Mit einem Lächeln auf den Lippen würgte er den Motor ab und öffnete seine Tür ehe er um das Auto lief um sie mir anschließend zu öffnen. "Na los, komm. Sieh's dir an!" Voller Begeisterung zog er mich aus dem bequemen Sitz und lief zusammen mit mir den steinigen Weg hinauf, an riesigen Tannen vorbei, rechts und links von uns eine gemähte Wiese, als ein Dach über den Kronen der Bäume davor hervor lugte. Wir beschleunigten unsere Schritte als meine Augen mir aus meinen Höhlen hervor zu fallen drohten. Ein riesiges Haus erstrahlte vor uns welches zu 80% aus Fenstern bestand. Es war kein normales 0815 Haus. Es hatte außergewöhnliche Baurichtlienien. Anders wie bei all den alltäglichen Häusern. Eine große Therasse erstrahlte davor mit großen Säulen rechts und links davon. "Na komm." Anthony zerrte mich weiter hinauf und schloss die Einganstür auf und drückte den Lichtschalter. Von innen sah es noch viel atemberaubender aus als von außen. Wände standen in der Mitte der Räume, rakten aus dem Grundgerüst raus. Eine moderne Küche mit einem riesigen Mahagoni Esstisch. Weiter links strahlte ein riesiges weißes Sofa mit unzähligen Kissen in dem Raum hervor, davor ein großer Plasamafernseher. Der komplette untere Geschoss wurde mit dunklen großen Fliesen gefliest die außergewöhnlich Warm schienen. Wie konnte Anthony sich so etwas leisten? Lächelnd sah er mich an und antwortete auf meine Frage ohne das ich sie gestellt hatte. "Meinen Eltern gehört es. Sie hatten es damals als Ferienhaus gekauft. Als ich ein kleines Kind war waren wir jeden Sommer hier. Jetzt mittlerweile war es schon eine halbe Ewigkeit her das ich hier war.
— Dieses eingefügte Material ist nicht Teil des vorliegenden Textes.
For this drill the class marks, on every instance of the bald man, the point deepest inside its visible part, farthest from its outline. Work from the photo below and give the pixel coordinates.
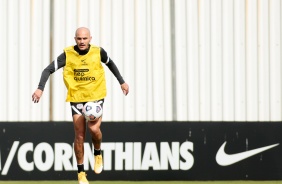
(84, 77)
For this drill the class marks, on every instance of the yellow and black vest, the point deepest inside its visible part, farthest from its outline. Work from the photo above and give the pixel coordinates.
(84, 75)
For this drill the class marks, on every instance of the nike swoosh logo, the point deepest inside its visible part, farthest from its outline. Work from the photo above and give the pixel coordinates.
(225, 159)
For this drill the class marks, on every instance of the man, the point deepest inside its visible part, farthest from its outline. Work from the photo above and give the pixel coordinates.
(84, 77)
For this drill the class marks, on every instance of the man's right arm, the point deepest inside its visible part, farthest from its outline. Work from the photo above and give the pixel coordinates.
(51, 68)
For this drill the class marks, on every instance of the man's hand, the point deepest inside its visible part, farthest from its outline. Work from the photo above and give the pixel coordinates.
(37, 95)
(125, 88)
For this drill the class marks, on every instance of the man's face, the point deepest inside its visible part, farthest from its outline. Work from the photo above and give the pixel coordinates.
(82, 38)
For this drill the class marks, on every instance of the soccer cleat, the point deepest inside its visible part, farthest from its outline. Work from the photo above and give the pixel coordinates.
(98, 166)
(82, 178)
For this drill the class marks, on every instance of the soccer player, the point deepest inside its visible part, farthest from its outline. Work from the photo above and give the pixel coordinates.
(84, 77)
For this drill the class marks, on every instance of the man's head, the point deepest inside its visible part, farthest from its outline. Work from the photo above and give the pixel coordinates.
(82, 38)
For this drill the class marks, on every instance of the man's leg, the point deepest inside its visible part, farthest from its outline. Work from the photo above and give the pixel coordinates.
(96, 134)
(79, 130)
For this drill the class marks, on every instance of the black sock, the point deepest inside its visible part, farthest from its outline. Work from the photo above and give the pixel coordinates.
(97, 152)
(80, 168)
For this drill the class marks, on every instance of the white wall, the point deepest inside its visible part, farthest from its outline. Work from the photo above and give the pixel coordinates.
(184, 60)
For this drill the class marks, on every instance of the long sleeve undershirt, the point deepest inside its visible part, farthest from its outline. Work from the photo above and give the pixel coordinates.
(61, 62)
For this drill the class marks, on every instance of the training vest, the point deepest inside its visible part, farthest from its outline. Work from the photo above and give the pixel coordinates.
(84, 75)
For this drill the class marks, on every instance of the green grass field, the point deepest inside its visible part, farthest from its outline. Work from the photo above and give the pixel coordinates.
(144, 182)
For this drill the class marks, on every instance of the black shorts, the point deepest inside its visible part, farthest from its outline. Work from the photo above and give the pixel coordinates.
(76, 107)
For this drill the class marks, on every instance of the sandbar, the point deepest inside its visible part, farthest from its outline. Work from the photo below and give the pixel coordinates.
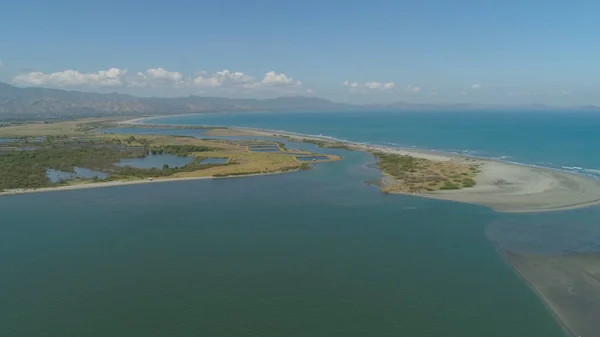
(569, 284)
(502, 186)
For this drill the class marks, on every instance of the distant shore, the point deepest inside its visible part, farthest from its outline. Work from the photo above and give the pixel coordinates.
(503, 186)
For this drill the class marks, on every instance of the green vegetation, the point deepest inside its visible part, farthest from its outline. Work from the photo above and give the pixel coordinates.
(27, 169)
(414, 175)
(326, 144)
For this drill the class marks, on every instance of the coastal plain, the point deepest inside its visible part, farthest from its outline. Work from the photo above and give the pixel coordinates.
(503, 186)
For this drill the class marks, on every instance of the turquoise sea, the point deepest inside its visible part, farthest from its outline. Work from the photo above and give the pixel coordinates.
(311, 253)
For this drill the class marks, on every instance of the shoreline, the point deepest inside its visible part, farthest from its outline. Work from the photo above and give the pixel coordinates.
(116, 183)
(555, 313)
(503, 186)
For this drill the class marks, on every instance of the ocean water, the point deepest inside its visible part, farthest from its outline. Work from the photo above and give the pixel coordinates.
(310, 253)
(327, 255)
(562, 140)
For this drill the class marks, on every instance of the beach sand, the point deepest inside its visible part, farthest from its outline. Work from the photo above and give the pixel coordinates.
(505, 187)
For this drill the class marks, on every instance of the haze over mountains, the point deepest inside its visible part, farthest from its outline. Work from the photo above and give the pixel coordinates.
(43, 102)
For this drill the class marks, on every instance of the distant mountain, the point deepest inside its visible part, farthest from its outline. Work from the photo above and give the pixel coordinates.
(32, 102)
(16, 101)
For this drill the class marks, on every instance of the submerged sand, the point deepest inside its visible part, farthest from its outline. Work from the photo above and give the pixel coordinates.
(569, 284)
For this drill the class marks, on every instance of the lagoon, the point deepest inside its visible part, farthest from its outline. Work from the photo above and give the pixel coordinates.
(156, 161)
(56, 176)
(245, 257)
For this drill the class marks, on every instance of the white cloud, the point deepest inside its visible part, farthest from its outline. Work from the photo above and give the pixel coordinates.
(218, 82)
(154, 76)
(281, 79)
(413, 89)
(223, 78)
(374, 86)
(111, 77)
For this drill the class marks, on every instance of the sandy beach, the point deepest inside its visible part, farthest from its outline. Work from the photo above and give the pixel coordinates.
(505, 187)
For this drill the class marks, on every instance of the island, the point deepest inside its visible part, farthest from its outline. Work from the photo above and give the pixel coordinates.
(38, 157)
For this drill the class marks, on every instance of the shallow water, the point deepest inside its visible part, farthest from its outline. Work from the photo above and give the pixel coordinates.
(311, 253)
(562, 140)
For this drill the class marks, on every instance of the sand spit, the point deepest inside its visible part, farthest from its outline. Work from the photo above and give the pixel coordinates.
(121, 183)
(569, 284)
(505, 187)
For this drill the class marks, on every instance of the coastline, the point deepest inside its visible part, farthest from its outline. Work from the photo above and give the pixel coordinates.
(125, 183)
(502, 186)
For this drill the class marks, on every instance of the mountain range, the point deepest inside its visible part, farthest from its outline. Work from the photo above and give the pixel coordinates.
(16, 102)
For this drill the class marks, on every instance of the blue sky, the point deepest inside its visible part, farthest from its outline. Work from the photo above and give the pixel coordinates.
(353, 51)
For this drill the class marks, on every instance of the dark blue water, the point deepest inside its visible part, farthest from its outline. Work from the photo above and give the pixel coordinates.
(311, 253)
(566, 140)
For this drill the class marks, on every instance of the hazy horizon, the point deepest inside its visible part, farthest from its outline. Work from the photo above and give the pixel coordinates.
(426, 52)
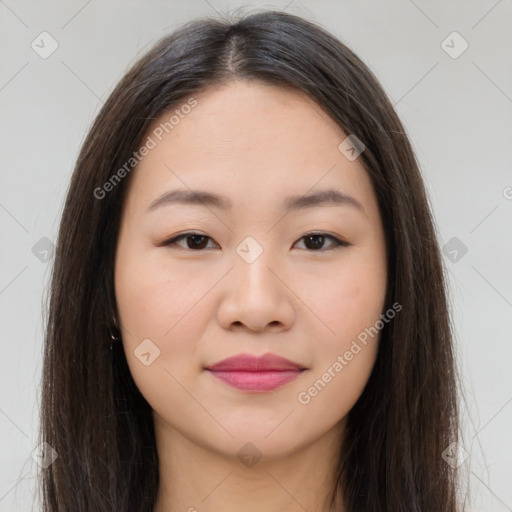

Ich bin froh das ich den Weg noch wusste.", lachte er halbherzig. "Mary hatte es damals in Schach gehalten. Wie's aussieht tut sie es immer noch." Damit hatte er Recht. Nicht ein einziges Staubkorn flog in der Luft oder lag auf den Möbelstücken. Ich war so geflasht von der ganzen Situation das ich sogar Shane vergaß. Zumindest für diesen einen Moment. Ein Lächeln umspielte meine Lippen. "Und wie lange können wir hier bleiben?" Er zog mich an meinen Hüften an sich und umarmte meine Taille von hinten. "So lange du möchtest."

"Danke." Er drückte etwas fester zu und versteckte sein Gesicht in meiner Halsbeuge. "Nicht dafür babe."